Still, the report concludes that the best solution is to detain fewer immigrants. Immigration detainees aren’t locked up as punishment, but to ensure their appearance for deportation proceedings, and advocates argue they can be adequately supervised in the community at lower cost.

Congress, however, has moved in the opposite direction, despite its action last week to repeal an Obama-era requirement that ICE keep 33,400 detention beds filled at all times. Clara Long contends that its repeal is not likely to reduce the number of people in detention, since lawmakers have already voted to expand the system beyond the former quota.

Neither the Geo Group nor CoreCivic responded to specific questions about the adequacy of the current system and the consequences of its expected expansion. But GEO spokesman Pablo Paez wrote in a statement, “We’re proud of our longstanding record providing high quality, culturally responsive services in safe, secure and humane environments.”

In earnings calls to shareholders, however, both GEO and CoreCivic made clear that growth drives income, and growth is determined in no small part by immigration policy. GEO founder and CEO George Zoley noted that a big increase in the company’s profits was partly due to its new 780-bed Georgia facility that is expected to generate $21 million annually. CoreCivic CEO Damon Hininger highlighted the U.S. Attorney General’s plans to prioritize immigration offenses for prosecution, the administration’s goal to hire additional border agents and its directive to the Border Patrol to detain illegal border crossers rather than releasing them pending a court hearing.

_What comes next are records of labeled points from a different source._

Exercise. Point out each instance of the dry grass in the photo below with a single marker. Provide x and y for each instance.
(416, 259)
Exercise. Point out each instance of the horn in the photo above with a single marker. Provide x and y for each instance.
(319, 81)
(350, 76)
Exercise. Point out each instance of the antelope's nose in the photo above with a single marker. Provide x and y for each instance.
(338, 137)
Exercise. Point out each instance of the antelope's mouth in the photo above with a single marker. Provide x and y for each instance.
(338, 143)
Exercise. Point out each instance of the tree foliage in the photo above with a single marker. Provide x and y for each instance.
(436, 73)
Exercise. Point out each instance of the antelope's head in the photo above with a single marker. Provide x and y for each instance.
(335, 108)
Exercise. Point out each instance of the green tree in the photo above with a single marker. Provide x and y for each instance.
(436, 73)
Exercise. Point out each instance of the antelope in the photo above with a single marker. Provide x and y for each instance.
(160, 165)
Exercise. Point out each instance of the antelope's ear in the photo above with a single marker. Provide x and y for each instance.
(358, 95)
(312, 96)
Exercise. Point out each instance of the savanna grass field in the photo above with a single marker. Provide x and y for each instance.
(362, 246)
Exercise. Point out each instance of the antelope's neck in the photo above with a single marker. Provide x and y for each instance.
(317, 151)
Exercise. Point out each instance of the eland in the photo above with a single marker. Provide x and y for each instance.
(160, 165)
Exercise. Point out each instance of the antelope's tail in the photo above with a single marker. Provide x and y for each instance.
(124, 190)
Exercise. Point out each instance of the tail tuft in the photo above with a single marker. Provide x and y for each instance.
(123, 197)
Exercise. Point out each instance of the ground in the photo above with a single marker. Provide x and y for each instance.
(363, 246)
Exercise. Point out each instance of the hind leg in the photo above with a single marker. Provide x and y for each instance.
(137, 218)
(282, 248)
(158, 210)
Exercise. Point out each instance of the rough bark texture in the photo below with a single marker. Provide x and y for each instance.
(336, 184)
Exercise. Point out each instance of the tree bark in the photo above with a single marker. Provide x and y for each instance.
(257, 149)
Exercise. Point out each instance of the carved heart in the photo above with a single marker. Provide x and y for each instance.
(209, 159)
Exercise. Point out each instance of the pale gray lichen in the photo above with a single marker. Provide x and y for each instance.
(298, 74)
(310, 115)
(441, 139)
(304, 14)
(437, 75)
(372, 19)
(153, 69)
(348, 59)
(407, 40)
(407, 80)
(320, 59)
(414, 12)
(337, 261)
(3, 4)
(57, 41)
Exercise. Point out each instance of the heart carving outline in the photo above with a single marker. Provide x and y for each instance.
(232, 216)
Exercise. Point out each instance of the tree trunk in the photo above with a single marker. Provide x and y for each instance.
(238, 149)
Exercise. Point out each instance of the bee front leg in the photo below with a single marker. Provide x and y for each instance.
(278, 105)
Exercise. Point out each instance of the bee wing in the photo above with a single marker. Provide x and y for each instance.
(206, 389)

Indeed, both companies have kept a close watch on Washington, investing large sums to buy influence. Human Rights Watch reported that CoreCivic spent $18 million in federal lobbying between 2004 and 2014, while GEO spent $4 million. Since then, the pace of GEO’s spending in the nation’s Capitol has intensified, with GEO pouring nearly $1.8 million into federal lobbying since 2015, while CoreCivic’s has slowed, albeit spending about $3.8 million in the same period.

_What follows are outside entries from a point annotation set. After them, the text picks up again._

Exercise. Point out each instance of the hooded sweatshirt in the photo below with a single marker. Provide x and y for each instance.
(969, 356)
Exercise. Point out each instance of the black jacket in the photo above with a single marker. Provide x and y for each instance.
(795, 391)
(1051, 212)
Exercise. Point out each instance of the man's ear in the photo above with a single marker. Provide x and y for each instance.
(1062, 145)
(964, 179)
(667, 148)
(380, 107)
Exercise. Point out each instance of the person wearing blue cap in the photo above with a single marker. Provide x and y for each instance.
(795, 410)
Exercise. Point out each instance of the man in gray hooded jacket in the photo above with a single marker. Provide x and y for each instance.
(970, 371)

CoreCivic has relied on a group of DC’s most prominent lobbying firms, including Democrat and Republican operatives, for more than 15 years.

GEO, however, appears to have spent more strategically, depending on who held power. Last January, when President Trump took office, GEO turned to Brian Ballard and Dan McFaul, both of Ballard Partners, a Florida firm that had just expanded into Washington, DC. Ballard was a Trump fundraiser and served as a lobbyist for Trump in Florida. McFaul worked on Trump’s presidential transition team, vetting appointees for federal agencies, the military and intelligence posts. David Stewart, who was an aide to current Attorney General Jeff Sessions when he was a senator from Alabama, began lobbying for GEO in the fall of 2016. Stewart, who works for the Alabama-based firm Bradley Arant Boult Cummings, lobbies for the company on Homeland Security funding and private prison contracting, among other issues.

In addition to advocating in the halls of power, the companies have taken advantage of a briskly revolving door between government and industry to bolster ties with the agencies that hire them. Today, news broke that ICE deputy director Daniel Ragsdale will soon step down to take a position at GEO. Meanwhile, former ICE director Julie Myers Wood, who served in the George W. Bush administration, sits on GEO’s board. The man who leads GEO’s business development efforts is David Venturella, who headed ICE’s deportation and detention operations before joining the company in 2012. Both companies include leaders who formerly helmed the federal Bureau of Prisons — Norman A. Carlson is a GEO director emeritus, and Harley G. Lappin is a top CoreCivic executive. CoreCivic’s board of directors also includes Stacia Hylton, who headed the U.S. Marshal’s service during Barack Obama’s tenure in the White House.

With the release of the Human Rights Watch-CIVIC report, Long said she hopes Congress will also hear her group’s call for less detention, even as big lobbying dollars amplify the voices of those who want more.

“I hope it spurs Congressional representatives to push back against President Trump’s budget request for expanding detention, to require better oversight and better transparency, but above all to detain fewer people,” Long said.